2. iterate through the List to construct an instance of UnionFind
3. iterate once more through the List to build a HashMap named "groups" which includes a copy of the line input (the original line among the 1 million lines from the file)
4. some sorting logic, then final pass through sorted data to print things out

A few observations

• Step 1 does not appear to require that you read the entire file all at once. If the file is large enough (coupled with your runtime memory constraints), you may not be able to proceed beyond this step.
• Step 1 also doesn't appear to require that you parse the input line (a single String like "200";"123";"100") and instead store the parsed result (as String[]).
• Step 2 seems ok, though you may have room to rework this part while chasing further optimizations. I didn't look too closely here.
• Step 3 is potentially another opportunity to process the data line by line.

Suggestions

• Changes to step 1
  1. Do not read every line (1 million or 10 million) all at once
     • Instead, read one line of data, then process that line of data by itself. In your posted code, this looks doable: incremently update your UnionFind object with one input line at a time.
     • Why? It will avoid loading the entire file contents into memory (along with object overhead of Strings and arrays which you're using to represent the data)
  2. Update your code to remove quotes in the data
     • processRow() keeps the quoted values of each line, so "111" instead of simply 111. Perhaps you need to retain the quotes in the data (?) but if not you could reduce the size of each String somewhat by removing the leading and trailing " characters.
     • Why? You'll use less memory. For a 10 million line file, that's 20-60 million fewer characters (assuming 1 to 3 occurrences of data like "123" per line).
• Change step 3
  • Rework this part of the code so that it processes one line at a time.
  • I didn't read the code closely enough to follow the intent with the grouping logic, but I would look for a way to rewrite the logic in terms of the line number or some other lightweight representation of the data. For example, the posted code does groups.computeIfAbsent(group, k -> new HashSet<>()).add(Arrays.toString(rows.get(i))); which uses the String[] version of line number "i" and builds a new String out of that (Arrays.toString()).

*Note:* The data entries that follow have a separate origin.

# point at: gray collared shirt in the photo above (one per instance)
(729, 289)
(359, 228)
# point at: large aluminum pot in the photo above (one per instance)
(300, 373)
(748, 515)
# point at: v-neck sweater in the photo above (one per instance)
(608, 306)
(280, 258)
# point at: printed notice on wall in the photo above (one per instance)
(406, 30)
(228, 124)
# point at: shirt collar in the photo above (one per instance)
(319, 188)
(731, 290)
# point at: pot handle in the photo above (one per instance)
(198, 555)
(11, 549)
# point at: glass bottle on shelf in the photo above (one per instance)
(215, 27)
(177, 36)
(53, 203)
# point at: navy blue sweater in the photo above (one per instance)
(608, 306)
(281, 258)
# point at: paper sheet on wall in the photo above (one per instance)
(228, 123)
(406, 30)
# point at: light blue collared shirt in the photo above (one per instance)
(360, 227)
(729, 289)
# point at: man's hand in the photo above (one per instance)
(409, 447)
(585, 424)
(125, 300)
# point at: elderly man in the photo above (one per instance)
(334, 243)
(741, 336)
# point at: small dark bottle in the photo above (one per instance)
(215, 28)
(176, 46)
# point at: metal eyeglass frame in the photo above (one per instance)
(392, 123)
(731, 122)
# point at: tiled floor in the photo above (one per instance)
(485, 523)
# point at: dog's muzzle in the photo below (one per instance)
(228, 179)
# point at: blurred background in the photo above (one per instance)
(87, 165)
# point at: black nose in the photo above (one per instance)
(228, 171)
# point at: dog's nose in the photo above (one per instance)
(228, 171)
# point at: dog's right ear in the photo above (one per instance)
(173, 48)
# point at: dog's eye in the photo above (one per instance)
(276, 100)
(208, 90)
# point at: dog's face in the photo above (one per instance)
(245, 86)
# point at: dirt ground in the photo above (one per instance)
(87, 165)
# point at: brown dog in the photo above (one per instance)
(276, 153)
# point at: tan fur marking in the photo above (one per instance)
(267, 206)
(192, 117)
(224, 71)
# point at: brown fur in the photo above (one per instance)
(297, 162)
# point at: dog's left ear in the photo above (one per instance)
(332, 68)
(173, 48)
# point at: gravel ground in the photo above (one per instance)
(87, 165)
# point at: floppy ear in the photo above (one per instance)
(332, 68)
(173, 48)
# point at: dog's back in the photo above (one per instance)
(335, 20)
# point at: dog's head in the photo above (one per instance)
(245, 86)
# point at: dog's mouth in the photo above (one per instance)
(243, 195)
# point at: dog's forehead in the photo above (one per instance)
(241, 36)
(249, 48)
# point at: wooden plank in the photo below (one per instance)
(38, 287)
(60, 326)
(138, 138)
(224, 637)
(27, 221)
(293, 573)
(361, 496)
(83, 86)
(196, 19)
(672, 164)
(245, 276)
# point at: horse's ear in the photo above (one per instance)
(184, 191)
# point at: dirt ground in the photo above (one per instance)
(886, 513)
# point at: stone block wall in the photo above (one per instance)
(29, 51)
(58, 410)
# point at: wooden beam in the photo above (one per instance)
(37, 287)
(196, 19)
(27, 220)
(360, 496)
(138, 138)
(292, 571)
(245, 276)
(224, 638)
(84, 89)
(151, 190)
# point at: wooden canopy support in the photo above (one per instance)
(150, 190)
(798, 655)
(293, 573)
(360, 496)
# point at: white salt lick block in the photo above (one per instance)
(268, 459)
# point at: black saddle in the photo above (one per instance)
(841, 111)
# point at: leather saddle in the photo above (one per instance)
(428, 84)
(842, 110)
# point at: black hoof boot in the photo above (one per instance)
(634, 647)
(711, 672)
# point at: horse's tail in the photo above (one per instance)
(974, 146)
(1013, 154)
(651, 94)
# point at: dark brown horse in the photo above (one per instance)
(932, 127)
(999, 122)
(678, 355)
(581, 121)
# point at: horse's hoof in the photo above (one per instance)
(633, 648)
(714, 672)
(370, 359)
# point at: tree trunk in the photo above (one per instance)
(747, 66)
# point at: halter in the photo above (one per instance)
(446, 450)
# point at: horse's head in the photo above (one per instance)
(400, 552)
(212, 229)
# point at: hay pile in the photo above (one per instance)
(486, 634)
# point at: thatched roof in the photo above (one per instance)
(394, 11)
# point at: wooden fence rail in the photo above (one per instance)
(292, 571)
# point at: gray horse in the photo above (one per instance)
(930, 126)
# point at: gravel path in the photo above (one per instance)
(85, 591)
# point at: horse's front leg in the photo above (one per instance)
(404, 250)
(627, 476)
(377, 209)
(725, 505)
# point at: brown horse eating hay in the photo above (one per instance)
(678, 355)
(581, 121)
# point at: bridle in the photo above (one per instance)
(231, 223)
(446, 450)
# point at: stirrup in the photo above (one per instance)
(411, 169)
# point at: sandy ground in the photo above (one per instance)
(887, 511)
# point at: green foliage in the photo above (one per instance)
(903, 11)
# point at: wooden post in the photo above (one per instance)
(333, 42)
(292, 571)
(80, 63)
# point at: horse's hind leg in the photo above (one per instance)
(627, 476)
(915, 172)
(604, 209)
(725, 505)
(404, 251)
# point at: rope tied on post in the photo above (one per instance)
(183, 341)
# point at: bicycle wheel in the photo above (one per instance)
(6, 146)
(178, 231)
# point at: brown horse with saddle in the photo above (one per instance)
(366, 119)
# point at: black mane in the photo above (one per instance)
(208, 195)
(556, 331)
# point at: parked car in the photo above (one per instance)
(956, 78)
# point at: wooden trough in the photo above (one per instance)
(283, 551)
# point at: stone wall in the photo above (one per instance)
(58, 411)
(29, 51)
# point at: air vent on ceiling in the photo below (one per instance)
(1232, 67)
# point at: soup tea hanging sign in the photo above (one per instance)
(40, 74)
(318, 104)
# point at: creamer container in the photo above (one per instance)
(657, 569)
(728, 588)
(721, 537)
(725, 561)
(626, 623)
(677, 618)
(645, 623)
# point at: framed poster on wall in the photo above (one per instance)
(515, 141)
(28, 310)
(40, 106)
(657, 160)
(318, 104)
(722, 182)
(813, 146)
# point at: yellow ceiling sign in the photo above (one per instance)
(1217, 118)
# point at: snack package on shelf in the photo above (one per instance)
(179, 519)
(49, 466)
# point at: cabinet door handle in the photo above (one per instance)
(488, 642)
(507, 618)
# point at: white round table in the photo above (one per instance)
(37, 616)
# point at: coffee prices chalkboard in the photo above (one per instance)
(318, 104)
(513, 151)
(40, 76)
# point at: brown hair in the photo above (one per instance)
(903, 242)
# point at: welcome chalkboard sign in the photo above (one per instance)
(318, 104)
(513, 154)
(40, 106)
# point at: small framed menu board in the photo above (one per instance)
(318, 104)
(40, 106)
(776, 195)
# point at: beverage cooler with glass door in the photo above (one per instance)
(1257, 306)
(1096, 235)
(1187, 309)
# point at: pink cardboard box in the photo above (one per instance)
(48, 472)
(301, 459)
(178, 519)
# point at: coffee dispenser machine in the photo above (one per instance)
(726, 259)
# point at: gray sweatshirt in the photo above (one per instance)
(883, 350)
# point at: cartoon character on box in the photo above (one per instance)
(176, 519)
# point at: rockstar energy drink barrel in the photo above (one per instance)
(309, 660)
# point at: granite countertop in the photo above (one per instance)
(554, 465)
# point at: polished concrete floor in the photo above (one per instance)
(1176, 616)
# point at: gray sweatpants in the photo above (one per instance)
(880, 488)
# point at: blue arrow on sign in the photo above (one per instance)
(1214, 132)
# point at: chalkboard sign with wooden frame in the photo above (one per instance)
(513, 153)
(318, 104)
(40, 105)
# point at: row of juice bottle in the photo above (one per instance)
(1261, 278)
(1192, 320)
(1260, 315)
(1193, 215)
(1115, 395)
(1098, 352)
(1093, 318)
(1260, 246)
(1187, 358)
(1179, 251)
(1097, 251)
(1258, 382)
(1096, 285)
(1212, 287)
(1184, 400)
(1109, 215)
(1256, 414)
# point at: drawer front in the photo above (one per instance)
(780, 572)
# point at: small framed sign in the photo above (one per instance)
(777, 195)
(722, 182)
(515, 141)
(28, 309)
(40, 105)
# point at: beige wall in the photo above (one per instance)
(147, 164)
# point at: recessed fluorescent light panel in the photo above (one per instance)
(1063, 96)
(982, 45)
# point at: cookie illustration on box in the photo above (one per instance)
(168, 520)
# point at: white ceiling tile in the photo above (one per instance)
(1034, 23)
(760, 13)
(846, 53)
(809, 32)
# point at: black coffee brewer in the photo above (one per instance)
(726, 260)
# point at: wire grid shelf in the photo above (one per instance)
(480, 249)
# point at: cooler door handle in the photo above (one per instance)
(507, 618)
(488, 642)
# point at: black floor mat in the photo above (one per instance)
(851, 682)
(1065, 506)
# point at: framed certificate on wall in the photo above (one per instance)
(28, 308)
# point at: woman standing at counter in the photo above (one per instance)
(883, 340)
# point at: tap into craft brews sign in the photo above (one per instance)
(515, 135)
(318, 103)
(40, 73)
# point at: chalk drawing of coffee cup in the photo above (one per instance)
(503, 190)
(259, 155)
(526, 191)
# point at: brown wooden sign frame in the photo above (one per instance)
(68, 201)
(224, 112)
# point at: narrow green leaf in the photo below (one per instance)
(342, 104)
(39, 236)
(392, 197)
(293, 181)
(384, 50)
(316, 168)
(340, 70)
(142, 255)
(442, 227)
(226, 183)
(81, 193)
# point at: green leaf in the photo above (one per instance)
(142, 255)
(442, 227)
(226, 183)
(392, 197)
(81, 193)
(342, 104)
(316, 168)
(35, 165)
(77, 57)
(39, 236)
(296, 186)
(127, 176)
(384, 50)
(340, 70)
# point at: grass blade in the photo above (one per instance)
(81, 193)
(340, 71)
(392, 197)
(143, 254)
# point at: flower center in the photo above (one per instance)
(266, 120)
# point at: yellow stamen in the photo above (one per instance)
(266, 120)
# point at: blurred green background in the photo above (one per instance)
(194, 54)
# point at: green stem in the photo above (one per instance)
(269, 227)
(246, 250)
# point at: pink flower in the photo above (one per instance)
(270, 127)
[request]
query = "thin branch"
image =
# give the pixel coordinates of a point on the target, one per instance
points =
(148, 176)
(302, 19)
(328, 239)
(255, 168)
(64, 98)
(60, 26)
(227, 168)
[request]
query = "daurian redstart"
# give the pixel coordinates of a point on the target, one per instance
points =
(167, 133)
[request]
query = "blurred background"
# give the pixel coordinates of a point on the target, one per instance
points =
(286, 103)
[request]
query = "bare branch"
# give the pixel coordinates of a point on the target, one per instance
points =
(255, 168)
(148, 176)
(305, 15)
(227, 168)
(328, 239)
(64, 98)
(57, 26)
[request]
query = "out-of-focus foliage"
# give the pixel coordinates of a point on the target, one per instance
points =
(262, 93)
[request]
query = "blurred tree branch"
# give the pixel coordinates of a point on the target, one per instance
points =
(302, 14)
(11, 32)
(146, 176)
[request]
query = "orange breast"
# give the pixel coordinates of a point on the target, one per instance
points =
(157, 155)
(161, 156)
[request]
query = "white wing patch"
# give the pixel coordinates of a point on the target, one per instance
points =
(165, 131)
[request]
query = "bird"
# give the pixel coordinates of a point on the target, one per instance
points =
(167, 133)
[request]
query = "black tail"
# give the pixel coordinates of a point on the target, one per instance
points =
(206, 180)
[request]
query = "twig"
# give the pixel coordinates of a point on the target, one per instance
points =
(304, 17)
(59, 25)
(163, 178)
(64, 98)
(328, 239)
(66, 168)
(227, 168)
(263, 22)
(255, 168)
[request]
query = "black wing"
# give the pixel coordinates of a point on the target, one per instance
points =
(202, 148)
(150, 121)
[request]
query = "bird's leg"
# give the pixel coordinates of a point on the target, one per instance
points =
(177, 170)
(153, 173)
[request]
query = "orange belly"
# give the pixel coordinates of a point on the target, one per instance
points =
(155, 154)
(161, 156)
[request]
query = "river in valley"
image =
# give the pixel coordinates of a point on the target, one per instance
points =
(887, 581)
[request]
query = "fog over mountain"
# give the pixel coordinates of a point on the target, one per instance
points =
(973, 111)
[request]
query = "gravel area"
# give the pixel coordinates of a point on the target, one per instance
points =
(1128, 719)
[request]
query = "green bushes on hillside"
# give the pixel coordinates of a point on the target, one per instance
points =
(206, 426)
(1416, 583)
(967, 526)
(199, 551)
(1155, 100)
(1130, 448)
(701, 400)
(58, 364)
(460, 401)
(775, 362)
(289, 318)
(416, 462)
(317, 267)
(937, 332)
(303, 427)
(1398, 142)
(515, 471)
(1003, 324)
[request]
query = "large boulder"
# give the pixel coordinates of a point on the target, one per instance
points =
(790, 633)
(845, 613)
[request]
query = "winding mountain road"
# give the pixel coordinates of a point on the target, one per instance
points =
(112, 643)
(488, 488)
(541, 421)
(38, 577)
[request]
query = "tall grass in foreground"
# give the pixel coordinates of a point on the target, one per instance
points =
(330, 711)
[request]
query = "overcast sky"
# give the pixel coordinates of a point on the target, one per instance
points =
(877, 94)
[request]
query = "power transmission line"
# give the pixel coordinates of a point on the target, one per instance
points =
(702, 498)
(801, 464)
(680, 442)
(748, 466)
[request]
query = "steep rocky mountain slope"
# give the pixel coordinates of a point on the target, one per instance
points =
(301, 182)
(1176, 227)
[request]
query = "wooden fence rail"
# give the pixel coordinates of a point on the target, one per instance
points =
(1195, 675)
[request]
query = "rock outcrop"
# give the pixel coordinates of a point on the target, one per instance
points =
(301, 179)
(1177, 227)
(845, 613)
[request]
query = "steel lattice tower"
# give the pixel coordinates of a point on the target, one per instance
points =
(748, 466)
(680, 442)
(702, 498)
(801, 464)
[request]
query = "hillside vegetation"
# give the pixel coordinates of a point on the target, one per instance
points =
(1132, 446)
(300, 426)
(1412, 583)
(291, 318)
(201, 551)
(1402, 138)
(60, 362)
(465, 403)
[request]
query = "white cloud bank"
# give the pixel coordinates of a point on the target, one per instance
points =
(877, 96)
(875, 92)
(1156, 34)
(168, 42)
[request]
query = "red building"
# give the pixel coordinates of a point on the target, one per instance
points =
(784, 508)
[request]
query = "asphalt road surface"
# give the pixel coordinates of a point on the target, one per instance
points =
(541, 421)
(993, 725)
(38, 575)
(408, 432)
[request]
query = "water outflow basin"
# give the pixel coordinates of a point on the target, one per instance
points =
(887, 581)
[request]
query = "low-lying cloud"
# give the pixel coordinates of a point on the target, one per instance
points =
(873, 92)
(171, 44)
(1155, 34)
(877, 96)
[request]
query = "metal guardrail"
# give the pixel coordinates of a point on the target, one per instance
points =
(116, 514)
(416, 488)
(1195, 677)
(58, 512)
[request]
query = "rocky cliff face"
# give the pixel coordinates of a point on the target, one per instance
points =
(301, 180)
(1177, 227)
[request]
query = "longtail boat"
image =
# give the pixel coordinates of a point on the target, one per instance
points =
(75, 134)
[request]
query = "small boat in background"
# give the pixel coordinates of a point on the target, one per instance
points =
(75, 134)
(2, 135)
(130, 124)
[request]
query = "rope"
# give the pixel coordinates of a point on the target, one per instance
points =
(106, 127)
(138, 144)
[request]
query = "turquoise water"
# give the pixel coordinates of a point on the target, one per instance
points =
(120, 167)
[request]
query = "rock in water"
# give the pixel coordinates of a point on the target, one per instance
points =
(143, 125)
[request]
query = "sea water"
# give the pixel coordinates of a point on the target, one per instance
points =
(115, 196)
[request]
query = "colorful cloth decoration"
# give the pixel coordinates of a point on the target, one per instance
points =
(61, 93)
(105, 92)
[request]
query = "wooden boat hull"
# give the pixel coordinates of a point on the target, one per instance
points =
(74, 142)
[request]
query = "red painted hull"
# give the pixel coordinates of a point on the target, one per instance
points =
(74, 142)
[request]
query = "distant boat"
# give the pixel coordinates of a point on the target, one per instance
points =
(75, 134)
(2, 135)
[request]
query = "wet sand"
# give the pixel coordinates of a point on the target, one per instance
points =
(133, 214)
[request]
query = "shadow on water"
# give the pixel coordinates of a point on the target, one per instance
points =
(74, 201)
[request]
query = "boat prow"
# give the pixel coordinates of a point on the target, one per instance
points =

It looks like the intent is capture that line number "i" is important, and it's not required to store a string copy of the contents of line "i". If you could instead capture Set<Integer> instead of Set<String> you'll use less memory.
  • Something along these lines ought to help: store only what's necessary to group the data.
• Change step 4
  • Assuming you implement changes to Step 3 – such that you're storing only the line number of each line in the "groups" data – you would need to rework the sorting logic.
  • As earlier, you could read the file data one line at a time (don't read the whole thing), and use your "group line number" data to decide which line to read (and print corresponding output). Depending on your output needs, perhaps there is room for this step to be simplified so that you don't exhaustively print each element. If you require printing each raw line of input, then you could use your "group" data (which contains line numbers, not raw lines of data) and use that to hop around the file to get whatever line should be printed next.
  • This might perform poorly (lots of disk I/O) but I would try it and make actual observations rather than speculate. If it does perform poorly, you could revisit Step 1 and reintroduce storing the raw data, but: only storing each line of input as raw data. So step 1 could become: create an array of raw lines, then parse into String[] only when processing each line. I would still try stripping out the " characters from the raw input, so that you're storing one raw line like 200;123;100 instead of "200";"123";"100".
• Explore compressing the data
  • If the above suggestions don't work for whatever reason, you could explore reading the entire file into memory as compressed data. This may or may not be beneficial with your actual data (some data doesn't compress all that well).